Whenever I’ve anxiety-googled “sparkling water bad for you” in the middle of the night, the articles that come up are, you can tell, just dying to ruin your day with the news that seltzer will harm you. This is because the authors of nutrition articles have a knee-jerk aversion to stuff that makes people happy. The same problem afflicts hall monitors, some professional critics, and anybody who dislikes dogs. 

But so far, the worst that nutrition articles can say about carbonated water is that it might make you pee more if you have a sensitive bladder and, further, maybe those bubbles aren’t great for your tooth enamel?
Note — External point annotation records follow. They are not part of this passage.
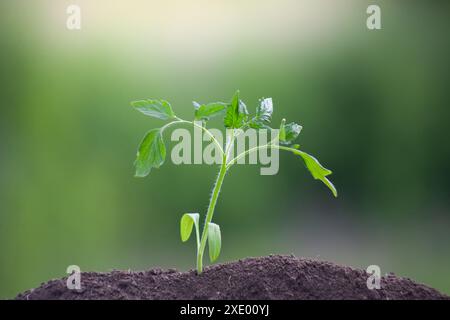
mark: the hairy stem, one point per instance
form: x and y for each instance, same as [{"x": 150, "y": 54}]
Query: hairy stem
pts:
[{"x": 210, "y": 213}]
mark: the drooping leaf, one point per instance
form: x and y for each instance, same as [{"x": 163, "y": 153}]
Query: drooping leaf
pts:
[
  {"x": 316, "y": 169},
  {"x": 188, "y": 220},
  {"x": 236, "y": 113},
  {"x": 214, "y": 241},
  {"x": 210, "y": 110},
  {"x": 160, "y": 109},
  {"x": 151, "y": 153},
  {"x": 289, "y": 132}
]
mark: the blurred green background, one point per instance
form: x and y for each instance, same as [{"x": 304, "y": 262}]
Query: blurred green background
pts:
[{"x": 374, "y": 106}]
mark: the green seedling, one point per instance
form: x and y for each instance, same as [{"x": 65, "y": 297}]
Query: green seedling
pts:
[{"x": 152, "y": 152}]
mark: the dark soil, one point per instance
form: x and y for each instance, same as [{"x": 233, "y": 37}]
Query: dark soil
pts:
[{"x": 273, "y": 277}]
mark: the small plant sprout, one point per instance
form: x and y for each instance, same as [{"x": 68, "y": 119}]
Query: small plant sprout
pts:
[{"x": 152, "y": 152}]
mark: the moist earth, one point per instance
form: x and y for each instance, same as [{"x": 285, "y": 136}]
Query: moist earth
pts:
[{"x": 272, "y": 277}]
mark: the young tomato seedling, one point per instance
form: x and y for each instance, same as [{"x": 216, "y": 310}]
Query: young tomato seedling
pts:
[{"x": 152, "y": 152}]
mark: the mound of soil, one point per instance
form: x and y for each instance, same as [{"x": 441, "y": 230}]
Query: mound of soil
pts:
[{"x": 273, "y": 277}]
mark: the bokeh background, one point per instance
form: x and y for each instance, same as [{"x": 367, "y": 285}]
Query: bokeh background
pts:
[{"x": 374, "y": 106}]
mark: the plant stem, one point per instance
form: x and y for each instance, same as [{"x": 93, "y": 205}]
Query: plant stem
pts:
[{"x": 210, "y": 213}]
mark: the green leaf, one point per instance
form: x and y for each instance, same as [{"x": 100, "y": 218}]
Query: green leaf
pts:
[
  {"x": 210, "y": 110},
  {"x": 188, "y": 220},
  {"x": 160, "y": 109},
  {"x": 289, "y": 132},
  {"x": 214, "y": 241},
  {"x": 236, "y": 114},
  {"x": 151, "y": 153},
  {"x": 282, "y": 132},
  {"x": 263, "y": 115},
  {"x": 317, "y": 170},
  {"x": 264, "y": 110}
]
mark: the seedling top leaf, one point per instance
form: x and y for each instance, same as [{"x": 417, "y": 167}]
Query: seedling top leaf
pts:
[{"x": 152, "y": 152}]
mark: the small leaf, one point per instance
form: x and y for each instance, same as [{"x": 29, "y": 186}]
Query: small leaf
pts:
[
  {"x": 264, "y": 110},
  {"x": 236, "y": 114},
  {"x": 151, "y": 153},
  {"x": 317, "y": 170},
  {"x": 210, "y": 110},
  {"x": 214, "y": 241},
  {"x": 289, "y": 132},
  {"x": 188, "y": 220},
  {"x": 160, "y": 109},
  {"x": 263, "y": 115},
  {"x": 282, "y": 132}
]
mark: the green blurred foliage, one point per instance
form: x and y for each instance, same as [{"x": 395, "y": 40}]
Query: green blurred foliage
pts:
[{"x": 374, "y": 106}]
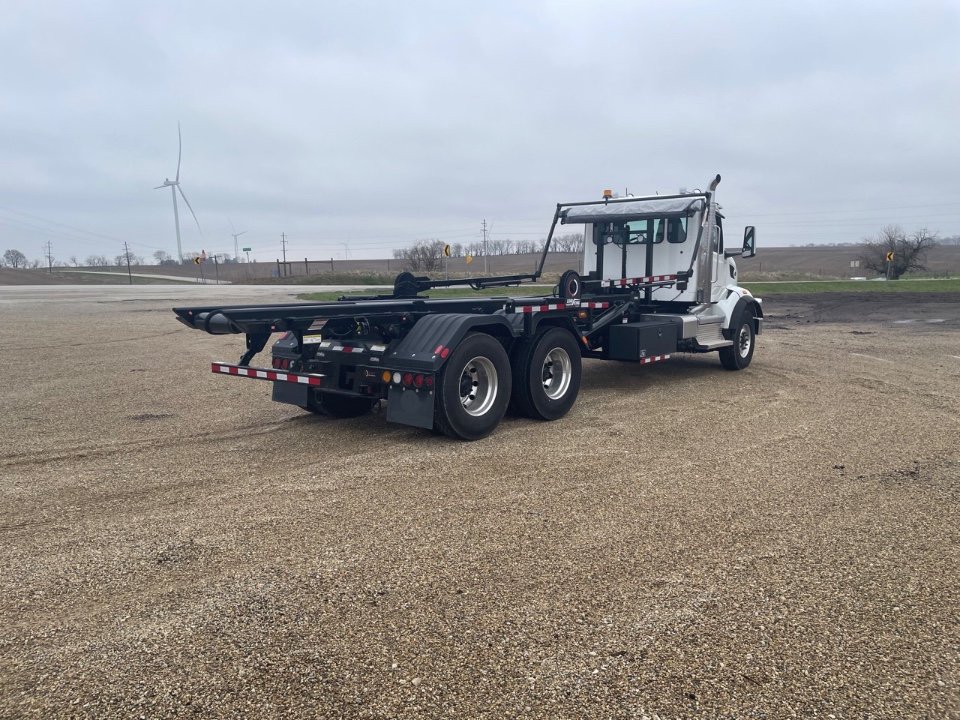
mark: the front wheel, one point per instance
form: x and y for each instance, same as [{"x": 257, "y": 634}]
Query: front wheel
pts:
[
  {"x": 473, "y": 389},
  {"x": 546, "y": 375},
  {"x": 738, "y": 356}
]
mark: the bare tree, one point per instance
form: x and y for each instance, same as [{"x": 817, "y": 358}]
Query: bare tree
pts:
[
  {"x": 15, "y": 259},
  {"x": 909, "y": 252},
  {"x": 163, "y": 258},
  {"x": 121, "y": 259},
  {"x": 422, "y": 255}
]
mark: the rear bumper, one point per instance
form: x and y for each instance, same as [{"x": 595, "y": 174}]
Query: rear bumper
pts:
[{"x": 315, "y": 379}]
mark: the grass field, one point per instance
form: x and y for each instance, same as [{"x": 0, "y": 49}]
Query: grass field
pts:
[
  {"x": 758, "y": 288},
  {"x": 815, "y": 286}
]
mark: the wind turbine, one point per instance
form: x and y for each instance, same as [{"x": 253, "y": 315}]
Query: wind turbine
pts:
[
  {"x": 236, "y": 245},
  {"x": 174, "y": 186}
]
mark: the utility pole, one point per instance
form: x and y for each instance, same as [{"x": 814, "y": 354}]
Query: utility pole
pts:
[
  {"x": 486, "y": 262},
  {"x": 126, "y": 254},
  {"x": 236, "y": 246}
]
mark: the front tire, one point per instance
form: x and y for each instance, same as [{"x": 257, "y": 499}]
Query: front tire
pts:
[
  {"x": 546, "y": 375},
  {"x": 744, "y": 337},
  {"x": 473, "y": 389}
]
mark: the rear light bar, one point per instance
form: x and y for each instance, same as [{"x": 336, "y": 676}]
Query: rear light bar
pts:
[
  {"x": 416, "y": 380},
  {"x": 264, "y": 374}
]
Sure, the nutrition article will reluctantly acknowledge that a study cited by the American Dental Association found that unflavored sparkling water has the same effect on teeth as that of regular water, but that just means we should keep doing more studies until we get one that reveals the definitive link between Perrier and Covid-19. We must not rest until every parade has been rained on—and the water in those raindrops had better be flat!

I’m telling you: These nutrition-article people are relentless. 

I started drinking fizzy water as a substitute for diet soda when I gave that up several years ago. I was living in Chicago at the time, though, so I guess I gave up diet pop—but let’s not get into regional differences in how people refer to sugary carbonated beverages. What is this, New Student Week at my college dorm when I was a fresh-from-the-sticks 18-year-old discovering that not everyone considers “Coke” an umbrella term?

Actually, my favorite drink when I was a teenager back in Arkansas was Dr Pepper, which seems to be less popular up here in the North. It’s not that outside of the South the stuff is hard to find or anything, but it’s not ubiquitous like it is back home. The same goes for Chick-fil-A restaurants and billboards that just say “JESUS” in huge block letters.  

Anyhow, I haven’t had a Dr Pepper, diet or otherwise, in many years, and now I live among the purportedly sophisticated coastal elites of New York City. But it does warm my Arkansan heart when I’m at a restaurant and I overhear somebody ask the waiter, “Do y’all have Dr Pepper?” 

They never do. 

Eventually, I switched from Dr Pepper to Diet Coke in order to cut back on sugar. I should have just dropped soda altogether, of course, because all kinds are bad for you—here the nutrition-article people and I are in perfect agreement. 

But it wasn’t until 2012 that I was able to kick the soda habit entirely. I made a New Year’s resolution that year to give up Diet Coke, and, though displays of willpower are out of character for me, I succeeded. 

Gazing upon the Diet Coke years in hindsight, I have trouble understanding why renouncing the drink was difficult, given that, as you know, Diet Coke tastes bad. To this day, it remains a mystery to me why, after my first sip of that sickly sweet chemical gunk, I ever went back for more, evidently thinking, Hmm, better keep drinking this disgusting beverage for the next, oh, several decades or so. 

What can I tell you? Addiction is a disease.